Figure 6. Partial rescue of TS defects by GdnHCl derivatives.

(A) WT strain BY4741 was cultured overnight in rich (YPD) medium containing the indicated concentrations of urea, and the density of each culture was determined with a spectrophotometer. (B) BY4741 (‘WT’) or the cdc10(D182N) strain CBY06417 (‘cdc10’) were streaked on plates containing no or 0.64 M urea and incubated at the indicated temperature for 3 days before imaging. (C) Cells from saturated YPD cultures of strains used in (A) were plated to form a monolayer on the surface of a rich (YPD) agar plate, and a 1-cm-diameter filter disk spotted with 5 µL of the indicated drug was placed in the center of the plate.
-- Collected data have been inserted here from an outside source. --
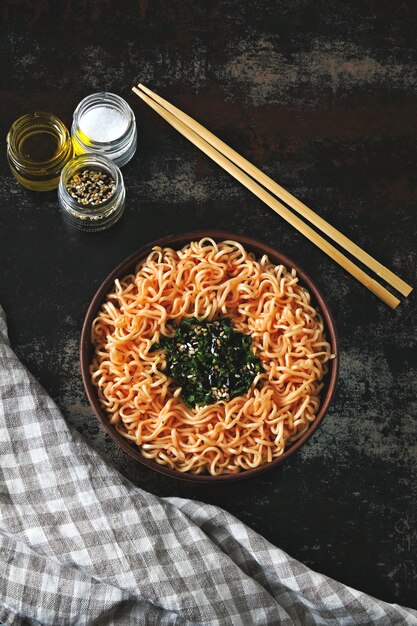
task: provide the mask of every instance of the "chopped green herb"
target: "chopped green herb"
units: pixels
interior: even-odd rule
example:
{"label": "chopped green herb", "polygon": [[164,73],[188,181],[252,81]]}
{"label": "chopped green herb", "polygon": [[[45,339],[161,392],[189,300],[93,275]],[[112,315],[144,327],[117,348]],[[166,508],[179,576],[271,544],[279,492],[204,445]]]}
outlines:
{"label": "chopped green herb", "polygon": [[165,373],[182,388],[187,406],[243,395],[262,371],[250,335],[235,331],[229,318],[207,322],[191,317],[171,324],[174,335],[162,337],[152,349],[165,350]]}

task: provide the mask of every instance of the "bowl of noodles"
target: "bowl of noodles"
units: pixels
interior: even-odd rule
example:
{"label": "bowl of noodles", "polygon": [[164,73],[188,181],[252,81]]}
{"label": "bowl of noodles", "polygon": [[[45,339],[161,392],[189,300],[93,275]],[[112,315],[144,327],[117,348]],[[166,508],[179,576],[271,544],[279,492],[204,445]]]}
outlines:
{"label": "bowl of noodles", "polygon": [[332,401],[338,353],[304,270],[221,231],[165,237],[118,265],[88,308],[80,351],[111,438],[192,482],[250,477],[300,448]]}

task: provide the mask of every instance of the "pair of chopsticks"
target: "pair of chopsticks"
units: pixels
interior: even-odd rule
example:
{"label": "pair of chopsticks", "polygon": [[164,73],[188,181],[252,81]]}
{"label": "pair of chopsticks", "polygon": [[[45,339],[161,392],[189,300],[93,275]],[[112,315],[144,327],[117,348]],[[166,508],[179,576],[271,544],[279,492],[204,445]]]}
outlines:
{"label": "pair of chopsticks", "polygon": [[[197,148],[200,148],[200,150],[207,154],[207,156],[213,159],[213,161],[224,170],[229,172],[229,174],[247,187],[247,189],[252,191],[255,196],[265,202],[265,204],[294,226],[294,228],[320,248],[320,250],[341,265],[341,267],[365,285],[365,287],[378,296],[385,304],[395,309],[400,304],[400,300],[371,276],[366,274],[360,267],[355,265],[353,261],[340,252],[340,250],[327,241],[327,239],[324,239],[324,237],[313,230],[313,228],[295,215],[287,206],[277,200],[277,198],[285,202],[298,214],[302,215],[304,219],[314,224],[341,248],[345,249],[361,263],[366,265],[403,296],[410,294],[413,289],[410,285],[362,250],[362,248],[343,235],[343,233],[326,222],[326,220],[317,215],[312,209],[295,198],[291,193],[281,187],[281,185],[278,185],[272,178],[264,174],[264,172],[247,161],[235,150],[213,135],[213,133],[204,128],[204,126],[196,122],[192,117],[183,113],[180,109],[177,109],[177,107],[158,96],[158,94],[148,89],[148,87],[145,87],[145,85],[139,84],[138,87],[133,87],[132,90],[178,132],[184,135],[184,137],[197,146]],[[266,189],[271,193],[266,191]]]}

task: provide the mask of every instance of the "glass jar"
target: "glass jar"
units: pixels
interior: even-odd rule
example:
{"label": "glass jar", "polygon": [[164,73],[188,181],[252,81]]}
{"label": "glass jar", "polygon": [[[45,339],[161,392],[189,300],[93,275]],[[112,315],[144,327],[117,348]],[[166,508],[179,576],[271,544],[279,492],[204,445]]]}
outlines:
{"label": "glass jar", "polygon": [[14,177],[34,191],[56,189],[61,170],[73,157],[65,124],[52,113],[19,117],[7,135],[7,158]]}
{"label": "glass jar", "polygon": [[136,151],[136,120],[130,106],[114,93],[94,93],[74,111],[72,142],[75,154],[96,152],[122,167]]}
{"label": "glass jar", "polygon": [[[114,191],[100,204],[80,204],[68,189],[68,181],[77,172],[92,170],[110,174],[115,181]],[[99,154],[82,154],[74,157],[61,172],[58,187],[58,200],[65,220],[80,230],[99,231],[113,226],[123,215],[125,208],[125,185],[117,165]]]}

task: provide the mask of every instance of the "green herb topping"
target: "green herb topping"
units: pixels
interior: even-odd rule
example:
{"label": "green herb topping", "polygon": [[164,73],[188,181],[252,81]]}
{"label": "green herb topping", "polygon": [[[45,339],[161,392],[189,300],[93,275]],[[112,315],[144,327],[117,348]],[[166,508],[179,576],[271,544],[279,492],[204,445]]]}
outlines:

The plate was imaged after incubation at 37°C for 3 days. (D) As in Figure 1A, for strains of the indicated genotypes grown on medium containing 0 or 0.375 mM of each indicated drug. (E) As in Figure 4A, but zoomed into the area between Thr302 and His262, and including the Gdm derivatives aminoguanidine (‘aGdm’) and N-ethylguanidine (‘eGdm’). (F) As in (B), but with the addition of strain CBY06420 (‘cdc10(G100E)') and with arginine hydrochloride instead of urea.